Met grote ogen kijkt ze me aan. Ze straalt en zwaait, en springt dan plotseling op voor een knuffel. Ik glimlach en peuter haar voorzichtig van me los. ‘Goedemorgen Isabel, wat fijn om je weer te zien. Ga je zitten? We gaan beginnen.’
Groep 3 zit klaar voor de gymles. Tikkertje, een balspel, een superheldenactiebaan en een circushoek. Na mijn uitleg gaan de kinderen enthousiast aan de slag en een kwartiertje later schuif ik aan bij Isabel, die net even zit uit te hijgen op een bank. Een grotere glimlach heb ik nog nooit gezien. ‘Gaat het zo goed met je, meid?’ Isabel knikt. ‘Ik ben zó gelukkig!’ Waarom? Ze wijst naar het tikspel: ‘Daarom!’
Isabel. Een meisje vol pure emoties. Wat ze voelt, voelt ze in haar hele lijf en baant zich aan alle kanten een weg naar buiten. Een open boek. Een heerlijk kind. Ze danst door de zaal en geniet met volle teugen. Zelden heb ik iemand meer zien genieten van een gymles. Een week later val ik een dagje in bij haar in de klas. Van het stralende kind is niets meer over. Rekenen gaat niet. Schrijven is moeilijk. Bij het lezen rent ze huilend naar de gang. Ik zie een en al frustratie in haar grote bruine ogen en mijn hart breekt.
Is dit meisje wel klaar voor groep 3? Ze voelt de druk van de klas, maar kan niet meekomen. Ze moet presteren. Maar hoe belangrijk is dat op dit moment? Of op elk moment, als ik eerlijk ben? In de pauze komt Isabel naar me toe: ‘Juf, mag ik gewoon even bij je zitten?’ Natuurlijk mag dat. Ze klimt bij me op schoot met haar bakje blauwe bessen. Terwijl de klas een filmpje kijkt, schurkt ze steeds dichter tegen me aan. ‘Isabel,’ zeg ik zachtjes, ‘weet je wel hoe knap ik je vind?’ Ze kijkt me verbaasd aan. ‘Het is best moeilijk in groep 3, hè?’ Isabel knikt. Ik vertel haar dat ik heus zie hoe hard ze haar best doet en dat het echt niet erg is als dingen soms wat lastiger zijn. ‘Iedereen is wel ergens goed in.’ Een traan rolt over haar wangen.
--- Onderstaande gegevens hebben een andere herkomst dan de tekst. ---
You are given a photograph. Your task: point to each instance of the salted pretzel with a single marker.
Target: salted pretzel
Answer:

Ik slik de mijne weg.
De volgende dag staat de groep weer in de gymzaal. Isabel komt haastig op me af rennen. ‘Juf! Ik heb ontdekt waar ik goed in ben!’ Lachend kijk ik haar aan. ‘Vertel eens?’ Isabel springt op en neer en juicht dan: ‘Gymmen!’ Zo is het maar net.
Terwijl Isabel wegsprint om de zaal te verkennen, word ik warm vanbinnen. Ik krijg de neiging met haar mee te rennen. Dit is geluk. Ik heb het mooiste beroep van de wereld.